Slumping oil prices have been accompanied by thousands of layoffs in the petroleum industry, but those job losses are spread over many countries where large multinational companies are involved, reducing the impact in Alberta.
In addition, the first workers to go are primarily the fly-in employees who fly into the province for work, industry analysts stressed.
Jim Gillespie, executive manager of the Calgary Motor Dealers Association, said he heard of a luxury vehicle sale in Calgary that fell through when the buyer’s large bonus from his oil-industry job virtually disappeared.
So far, Gillespie said he hasn’t heard cries from Calgary dealers about the situation. But he points out that there could be an impact down the road, depending on how long the oil price stays low.
Along with others in the auto industry, he noted that job losses among fly-in workers don’t affect sales in Alberta. Those workers buy their vehicles where they live, whether that is Newfoundland, New Brunswick or British Columbia.
Bob Vilas, executive director of the Edmonton Motor Dealers Association, said January luxury vehicles sales weren’t as robust as January 2014 sales, but they were still equal to January 2012 levels which wasn’t a bad year.
“I haven’t seen anybody really slow down,” Vilas said.
Tom Wilson, dealer principal of Weber Motors Mercedes-Benz, said his dealership reached its sales target in January.
The Jim Pattison Auto Group will open a new Audi store in late May in Edmonton, but group president Jim Harbottle said he isn’t concerned about the impact of falling oil prices on luxury vehicles sales.
Edmonton is an important market for fleet truck sales to the oil industry.
“We have seen a little bit of a slowdown on the commercial vehicle side,” Vilas said.
Denis Ducharme, president of the Motor Dealers Association of Alberta, said most of the feedback he’s getting is that business is still good. There’s no panic among dealers about the impact of falling oil prices.
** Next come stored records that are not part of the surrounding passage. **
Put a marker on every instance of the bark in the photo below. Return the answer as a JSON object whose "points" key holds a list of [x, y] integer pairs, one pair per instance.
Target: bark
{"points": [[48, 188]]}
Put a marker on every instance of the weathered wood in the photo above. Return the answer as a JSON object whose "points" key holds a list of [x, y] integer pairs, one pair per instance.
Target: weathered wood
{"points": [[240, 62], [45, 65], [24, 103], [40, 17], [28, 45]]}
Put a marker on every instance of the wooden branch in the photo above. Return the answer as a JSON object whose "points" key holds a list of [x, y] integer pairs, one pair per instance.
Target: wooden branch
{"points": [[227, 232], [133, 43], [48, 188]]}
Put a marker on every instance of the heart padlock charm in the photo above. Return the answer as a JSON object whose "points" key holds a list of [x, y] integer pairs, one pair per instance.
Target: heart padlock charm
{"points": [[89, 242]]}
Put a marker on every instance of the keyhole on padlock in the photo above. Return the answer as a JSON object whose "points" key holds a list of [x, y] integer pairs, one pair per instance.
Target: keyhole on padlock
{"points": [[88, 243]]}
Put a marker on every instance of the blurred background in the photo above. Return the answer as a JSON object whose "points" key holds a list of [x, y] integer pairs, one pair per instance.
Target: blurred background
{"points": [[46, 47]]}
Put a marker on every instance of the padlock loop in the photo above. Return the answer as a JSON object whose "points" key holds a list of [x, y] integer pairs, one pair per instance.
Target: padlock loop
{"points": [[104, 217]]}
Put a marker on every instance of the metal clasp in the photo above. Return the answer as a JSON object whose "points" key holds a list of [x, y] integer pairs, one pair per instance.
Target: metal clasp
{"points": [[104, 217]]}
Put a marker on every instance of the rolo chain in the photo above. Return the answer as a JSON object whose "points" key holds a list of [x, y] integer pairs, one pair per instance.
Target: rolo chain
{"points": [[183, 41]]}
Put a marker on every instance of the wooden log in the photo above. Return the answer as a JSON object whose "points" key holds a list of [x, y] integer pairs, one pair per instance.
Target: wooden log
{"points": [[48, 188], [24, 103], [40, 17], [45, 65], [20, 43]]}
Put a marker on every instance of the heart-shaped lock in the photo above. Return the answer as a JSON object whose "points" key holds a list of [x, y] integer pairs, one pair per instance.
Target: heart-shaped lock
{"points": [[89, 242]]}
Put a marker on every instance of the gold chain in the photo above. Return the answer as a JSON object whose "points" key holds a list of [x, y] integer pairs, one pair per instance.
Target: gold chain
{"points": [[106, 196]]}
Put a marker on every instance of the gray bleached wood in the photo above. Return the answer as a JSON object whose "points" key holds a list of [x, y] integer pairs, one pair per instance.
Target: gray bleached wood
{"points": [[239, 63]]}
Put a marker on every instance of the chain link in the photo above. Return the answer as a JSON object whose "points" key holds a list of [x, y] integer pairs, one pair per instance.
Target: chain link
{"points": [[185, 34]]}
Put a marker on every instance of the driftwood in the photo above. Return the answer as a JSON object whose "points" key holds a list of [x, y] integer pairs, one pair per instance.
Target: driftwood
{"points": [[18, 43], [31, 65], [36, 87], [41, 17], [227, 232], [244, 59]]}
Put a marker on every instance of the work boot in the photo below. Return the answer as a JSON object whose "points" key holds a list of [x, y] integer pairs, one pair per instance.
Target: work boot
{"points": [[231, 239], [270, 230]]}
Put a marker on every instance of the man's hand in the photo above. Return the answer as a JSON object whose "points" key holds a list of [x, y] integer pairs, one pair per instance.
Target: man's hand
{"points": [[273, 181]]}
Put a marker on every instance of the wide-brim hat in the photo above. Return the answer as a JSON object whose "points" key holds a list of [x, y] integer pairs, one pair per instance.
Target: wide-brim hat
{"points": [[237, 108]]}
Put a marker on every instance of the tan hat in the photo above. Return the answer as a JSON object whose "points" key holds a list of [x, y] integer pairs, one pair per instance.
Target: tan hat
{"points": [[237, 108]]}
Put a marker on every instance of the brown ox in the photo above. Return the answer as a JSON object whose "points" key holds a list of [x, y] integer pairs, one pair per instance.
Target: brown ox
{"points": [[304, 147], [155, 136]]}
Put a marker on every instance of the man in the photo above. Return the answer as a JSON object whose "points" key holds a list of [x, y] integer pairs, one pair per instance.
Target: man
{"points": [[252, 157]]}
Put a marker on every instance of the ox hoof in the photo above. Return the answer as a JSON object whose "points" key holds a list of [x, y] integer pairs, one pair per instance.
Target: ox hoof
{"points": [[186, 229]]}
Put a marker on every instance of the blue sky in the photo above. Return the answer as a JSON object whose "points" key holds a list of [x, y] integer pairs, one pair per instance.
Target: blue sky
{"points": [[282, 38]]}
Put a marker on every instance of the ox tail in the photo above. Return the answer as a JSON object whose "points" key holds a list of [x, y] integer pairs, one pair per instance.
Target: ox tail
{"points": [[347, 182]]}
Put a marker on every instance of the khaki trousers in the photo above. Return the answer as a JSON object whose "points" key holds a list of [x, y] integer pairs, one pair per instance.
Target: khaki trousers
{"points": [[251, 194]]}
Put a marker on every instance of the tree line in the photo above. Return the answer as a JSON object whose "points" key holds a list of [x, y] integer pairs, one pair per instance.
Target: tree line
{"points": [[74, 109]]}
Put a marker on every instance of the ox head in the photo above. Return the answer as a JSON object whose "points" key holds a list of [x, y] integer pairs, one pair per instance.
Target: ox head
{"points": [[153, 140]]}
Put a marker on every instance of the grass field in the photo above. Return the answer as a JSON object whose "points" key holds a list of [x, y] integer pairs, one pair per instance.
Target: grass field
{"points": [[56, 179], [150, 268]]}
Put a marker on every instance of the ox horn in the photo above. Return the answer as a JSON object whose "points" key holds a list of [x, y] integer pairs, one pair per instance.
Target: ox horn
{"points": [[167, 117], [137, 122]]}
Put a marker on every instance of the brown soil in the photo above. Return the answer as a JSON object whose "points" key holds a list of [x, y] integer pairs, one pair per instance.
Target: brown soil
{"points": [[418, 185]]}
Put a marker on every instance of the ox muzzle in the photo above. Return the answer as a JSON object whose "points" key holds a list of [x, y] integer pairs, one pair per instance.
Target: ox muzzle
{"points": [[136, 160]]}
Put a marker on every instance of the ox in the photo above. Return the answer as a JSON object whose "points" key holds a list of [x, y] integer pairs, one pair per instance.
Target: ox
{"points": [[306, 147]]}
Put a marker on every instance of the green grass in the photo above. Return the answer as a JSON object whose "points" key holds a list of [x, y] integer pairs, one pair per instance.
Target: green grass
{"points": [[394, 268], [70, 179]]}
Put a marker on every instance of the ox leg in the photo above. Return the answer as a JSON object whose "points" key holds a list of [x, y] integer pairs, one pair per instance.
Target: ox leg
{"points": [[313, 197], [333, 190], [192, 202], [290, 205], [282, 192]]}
Along with plummeting oil prices, the Canadian dollar has dropped significantly and that’s having an impact on used vehicles. The low dollar makes used luxury cars, SUVs and pickups attractive in the United States and, at other times when the dollar has been low, Canadian vehicles have been shipped south.
Consumers know that they can get good value for used vehicles in the U.S., Ducharme said.
Factors that will support Canadian car and truck sales include low interest rates, following a recent cut by the Bank of Canada, and the lower fuel prices that have accompanied the skid in oil prices.
Dave Hill, sales manager at Arrkann Trailer and RV sales in Edmonton, said lower fuel prices put money in consumers’ pockets that can be used either to buy a vehicle or travel further.